Novell has announced that they have acquired the technology for privileged account management (PAM) from Fortefi Ltd. PAM addresses the need to better manage privileged accounts. It is a broad field, starting with root account management in the Unix and Linux environments and reaching out to technical user accounts, system users and local as well as domain administrators in Windows environments or database and other system administrators. There are many privileged accounts out there. And these accounts frequently aren't well managed, despite the fact that they either have full access or at least at lot of access rights. Sometimes they are used by several persons, there passwords becoming (sort of) public. Frequently, no responsibility for these accounts is assigned to a user. A consistent lifecycle management often is missing.

Thus it is no surprise that auditors are analyzing the state of PAM more often than in former days.
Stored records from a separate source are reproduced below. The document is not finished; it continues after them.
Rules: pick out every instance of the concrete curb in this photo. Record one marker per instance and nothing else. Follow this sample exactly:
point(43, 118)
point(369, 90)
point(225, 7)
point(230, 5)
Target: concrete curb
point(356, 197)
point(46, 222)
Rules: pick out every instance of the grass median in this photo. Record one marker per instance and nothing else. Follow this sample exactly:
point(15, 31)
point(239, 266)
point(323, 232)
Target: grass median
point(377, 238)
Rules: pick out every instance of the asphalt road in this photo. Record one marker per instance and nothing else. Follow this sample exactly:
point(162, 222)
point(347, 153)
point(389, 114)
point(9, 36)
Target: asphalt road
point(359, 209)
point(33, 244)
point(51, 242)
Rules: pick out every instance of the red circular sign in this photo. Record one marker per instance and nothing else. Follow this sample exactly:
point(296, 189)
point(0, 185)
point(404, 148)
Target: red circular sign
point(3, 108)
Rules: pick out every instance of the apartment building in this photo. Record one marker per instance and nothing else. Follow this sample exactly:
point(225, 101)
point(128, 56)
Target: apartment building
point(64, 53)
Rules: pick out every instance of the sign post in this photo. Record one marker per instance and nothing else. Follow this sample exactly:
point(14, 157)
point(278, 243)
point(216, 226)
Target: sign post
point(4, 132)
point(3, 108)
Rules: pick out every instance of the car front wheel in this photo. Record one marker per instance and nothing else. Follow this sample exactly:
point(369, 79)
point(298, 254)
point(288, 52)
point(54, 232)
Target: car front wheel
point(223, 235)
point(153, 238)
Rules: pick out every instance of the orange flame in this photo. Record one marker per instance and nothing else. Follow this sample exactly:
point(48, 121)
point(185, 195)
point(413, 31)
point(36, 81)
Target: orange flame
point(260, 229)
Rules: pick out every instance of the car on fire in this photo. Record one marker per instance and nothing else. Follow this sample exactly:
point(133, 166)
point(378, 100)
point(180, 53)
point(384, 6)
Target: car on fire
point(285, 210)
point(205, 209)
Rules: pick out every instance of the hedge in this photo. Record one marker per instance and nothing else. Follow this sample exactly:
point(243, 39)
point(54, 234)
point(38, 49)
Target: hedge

Missing PAM is a risk, opening the door for insider attacks - and sometimes making outsider attacks more easy and more hazardous. Companies have to act on this.

Over the years, a pretty segmented PAM market has evolved. Some companies only address the Unix/Linux root account management, others focus on Windows accounts. Most of these solutions are point solutions, even while the management of privileged accounts should be a part of the overall identity/account lifecycle management. Thus it is no surprise, that Novell as an established vendor in that market has acquired a PAM vendor. We have predicted this before, for example in our "Trend Report IAM and GRC 2009-2019". And we expect other established IAM vendors to enhance their portfolios as well. Thus, the Novell deal with Fortefi might be the first one in a wave of acquisitions.

There are two important things to note:

  1. Novell has done a step into this market, but the solution which focuses on Linux/Unix root accounts doesn't fully solve the requirements. There are many other privileged accounts out there which have to be managed. Novell will have to go beyond the Fortefi solution.
  2. When an IAM vendor acquires PAM technology, the logical next step is to integrate the technology with their Identity Lifecycle Management offerings, going beyond the standalone approaches which are most frequently found in the PAM market today.
Overall, the Novell acquisition will have a significant impact on the PAM market, which today is (as mentioned) segmented and where most (but not all) of the vendors are relatively small and pretty specialized.